In Spider-Man: Homecoming, the main villain was Michael Keaton’s Adrian “Vulture” Toomes, a dealer in high tech weapons built from discarded super battles. His right hand man, Herman Schultz (Bokeem Woodbine), put on a pair of electricity launching gauntlets while facing the Web-Head as the Shocker, with their last confrontation ending with him webbed to a bus. Given that the power comes from a weapon, Woodbine could return as Schultz or they could go the route of the comics and introduce a new Shocker, like Francine Fry who was also a part of Kingpin’s Thunderbolts. After all, Schultz was already the second of Toomes’ crew to don these power gloves in the MCU, as the first, Jackson Brice, was taken out by Toomes.

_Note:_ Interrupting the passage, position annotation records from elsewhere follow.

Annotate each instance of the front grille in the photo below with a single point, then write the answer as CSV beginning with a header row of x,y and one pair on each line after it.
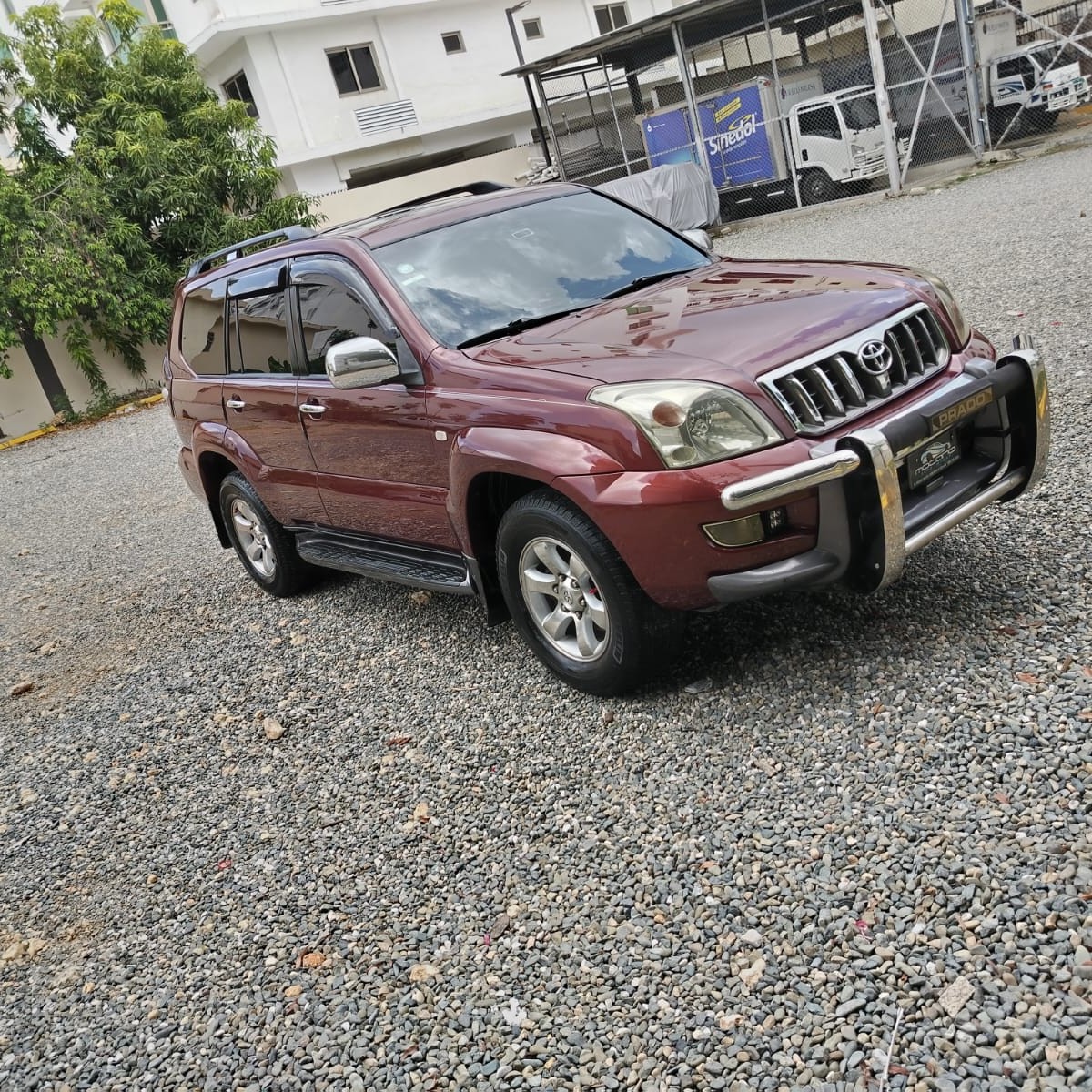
x,y
858,374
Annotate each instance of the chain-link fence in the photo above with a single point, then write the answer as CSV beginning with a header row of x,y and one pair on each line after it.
x,y
792,103
1036,65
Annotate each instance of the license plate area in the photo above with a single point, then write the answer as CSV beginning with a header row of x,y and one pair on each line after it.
x,y
931,460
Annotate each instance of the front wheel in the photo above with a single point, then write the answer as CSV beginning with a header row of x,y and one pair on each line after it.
x,y
816,188
574,602
266,550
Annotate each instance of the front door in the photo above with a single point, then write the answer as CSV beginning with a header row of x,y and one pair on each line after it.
x,y
260,397
381,472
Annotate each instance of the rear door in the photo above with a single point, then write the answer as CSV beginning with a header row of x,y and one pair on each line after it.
x,y
260,396
381,470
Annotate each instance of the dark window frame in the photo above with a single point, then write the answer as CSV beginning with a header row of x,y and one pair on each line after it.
x,y
606,16
217,292
817,114
349,52
233,90
260,281
458,36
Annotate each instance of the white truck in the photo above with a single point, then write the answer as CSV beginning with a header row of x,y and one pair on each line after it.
x,y
1032,80
834,142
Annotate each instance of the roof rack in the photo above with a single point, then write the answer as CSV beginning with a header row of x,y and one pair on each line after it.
x,y
289,234
473,188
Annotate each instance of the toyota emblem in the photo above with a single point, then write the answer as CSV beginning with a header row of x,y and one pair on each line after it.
x,y
875,359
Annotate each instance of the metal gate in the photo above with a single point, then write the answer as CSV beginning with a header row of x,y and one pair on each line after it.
x,y
796,102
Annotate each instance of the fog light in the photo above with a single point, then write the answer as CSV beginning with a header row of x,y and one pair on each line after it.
x,y
743,532
775,520
749,530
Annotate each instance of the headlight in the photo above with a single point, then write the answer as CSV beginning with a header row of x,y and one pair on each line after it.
x,y
691,423
948,301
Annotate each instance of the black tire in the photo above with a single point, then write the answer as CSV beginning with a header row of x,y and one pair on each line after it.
x,y
609,636
817,188
999,118
267,551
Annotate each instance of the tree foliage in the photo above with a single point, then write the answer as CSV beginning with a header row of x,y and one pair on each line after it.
x,y
158,170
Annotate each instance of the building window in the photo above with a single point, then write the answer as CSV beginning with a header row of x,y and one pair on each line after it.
x,y
611,16
238,87
453,43
354,69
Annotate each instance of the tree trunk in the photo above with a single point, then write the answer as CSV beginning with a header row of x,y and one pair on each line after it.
x,y
47,374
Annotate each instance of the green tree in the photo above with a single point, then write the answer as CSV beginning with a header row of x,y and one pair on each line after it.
x,y
158,172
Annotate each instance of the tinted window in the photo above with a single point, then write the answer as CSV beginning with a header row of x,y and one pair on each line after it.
x,y
330,314
861,113
820,123
202,342
259,336
556,255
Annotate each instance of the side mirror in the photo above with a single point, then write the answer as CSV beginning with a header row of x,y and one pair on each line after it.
x,y
699,238
360,361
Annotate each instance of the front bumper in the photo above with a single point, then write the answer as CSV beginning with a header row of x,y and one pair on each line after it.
x,y
869,519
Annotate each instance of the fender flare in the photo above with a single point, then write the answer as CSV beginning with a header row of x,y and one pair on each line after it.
x,y
540,457
213,438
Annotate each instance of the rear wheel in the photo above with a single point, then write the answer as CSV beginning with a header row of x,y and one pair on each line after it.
x,y
266,550
574,602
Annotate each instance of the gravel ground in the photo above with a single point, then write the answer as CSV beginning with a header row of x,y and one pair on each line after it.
x,y
842,824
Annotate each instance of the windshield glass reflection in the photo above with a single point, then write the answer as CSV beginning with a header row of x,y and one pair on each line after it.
x,y
480,276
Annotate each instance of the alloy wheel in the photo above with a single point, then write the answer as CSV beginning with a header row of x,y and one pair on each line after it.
x,y
563,600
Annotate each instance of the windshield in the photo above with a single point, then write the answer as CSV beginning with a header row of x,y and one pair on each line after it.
x,y
512,267
861,113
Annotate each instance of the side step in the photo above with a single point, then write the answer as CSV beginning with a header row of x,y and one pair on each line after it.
x,y
438,571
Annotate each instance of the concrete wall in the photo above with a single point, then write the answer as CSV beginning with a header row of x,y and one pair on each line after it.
x,y
352,205
23,405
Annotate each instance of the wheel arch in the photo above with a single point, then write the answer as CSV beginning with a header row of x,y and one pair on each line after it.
x,y
490,469
214,467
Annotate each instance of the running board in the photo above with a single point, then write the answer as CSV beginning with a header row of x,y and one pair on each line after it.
x,y
440,571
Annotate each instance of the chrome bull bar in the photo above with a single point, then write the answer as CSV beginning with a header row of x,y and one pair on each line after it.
x,y
872,457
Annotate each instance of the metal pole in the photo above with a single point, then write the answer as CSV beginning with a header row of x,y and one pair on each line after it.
x,y
527,85
692,102
965,17
614,112
883,101
782,120
550,126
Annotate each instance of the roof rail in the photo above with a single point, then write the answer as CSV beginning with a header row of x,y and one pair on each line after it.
x,y
473,188
289,234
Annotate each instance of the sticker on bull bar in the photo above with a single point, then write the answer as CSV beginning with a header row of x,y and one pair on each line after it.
x,y
962,410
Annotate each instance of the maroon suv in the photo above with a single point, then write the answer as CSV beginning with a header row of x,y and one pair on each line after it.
x,y
545,399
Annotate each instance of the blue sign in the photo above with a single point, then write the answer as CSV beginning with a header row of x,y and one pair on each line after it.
x,y
670,137
737,137
735,134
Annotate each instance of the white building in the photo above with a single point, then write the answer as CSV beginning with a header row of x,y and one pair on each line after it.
x,y
359,91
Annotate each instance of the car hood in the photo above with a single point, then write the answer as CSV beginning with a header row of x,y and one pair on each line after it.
x,y
737,317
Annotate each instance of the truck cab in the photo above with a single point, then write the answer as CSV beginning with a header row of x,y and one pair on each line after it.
x,y
836,140
1026,79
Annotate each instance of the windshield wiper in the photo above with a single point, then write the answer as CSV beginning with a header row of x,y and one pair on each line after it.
x,y
518,325
643,282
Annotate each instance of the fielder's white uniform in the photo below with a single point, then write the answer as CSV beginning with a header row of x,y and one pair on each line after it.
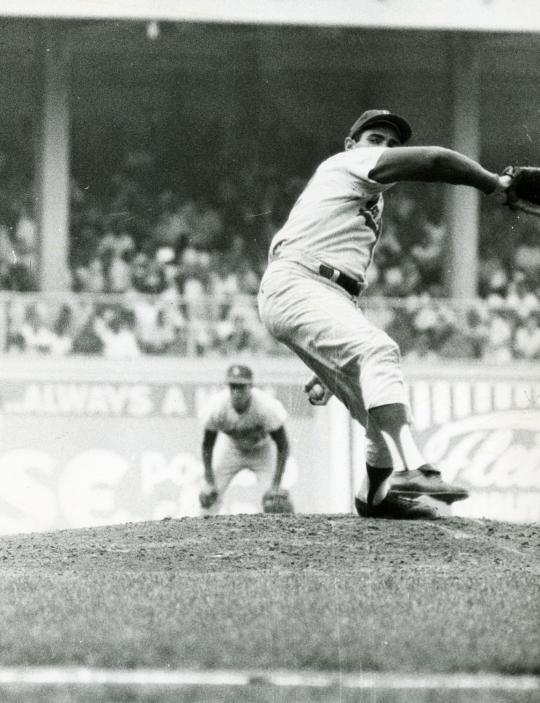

There are also other notable Spidey villains we’ve met onscreen who have served at one point or the other as Thunderbolts in the comics, like Doctor Octopus and Electro, not to mention Green Goblin, who had his own Thunderbolts team under his command, though they come with some multiverse complications – unless we were to meet new versions from the core universe we follow in the MCU that is.
In the MCU’s second movie ever, 2008’s The Incredible Hulk, would-be super soldier Emil Blonksy (Tim Roth) underwent a variety of experiments and ultimately transformed into a large green behemoth known as the Abomination. However, he was defeated by Bruce Banner’s alter ego and placed in a S.H.I.E.L.D. facility. Fans were surprised to see Abomination finally return 13 years later in Shang-Chi and the Legend of the Ten Rings, fighting Wong in the Golden Daggers Club, as we also learned he and Wong were apparently friendly outside of the cage.
Abomination’s return to the MCU means he’s on the table when it comes to possibly-reformed villains playing hero in the Thunderbolts. Plus, as revealed in Marvel One Shot: The Consultant, Blonsky was actually considered for the Avengers Initiative, but they went with Banner instead. It’s hard not to think Valentina is looking to recreate echoes of the Avengers lineup, given she’s already recruited a Captain America and a Black Widow with John Walker and Yelena Belova. If she is indeed the one who will be responsible for the Thunderbolts, Blonsky just might get the call too, depending on what role he plays alongside his buddy Wong in She-Hulk: Attorney at Law.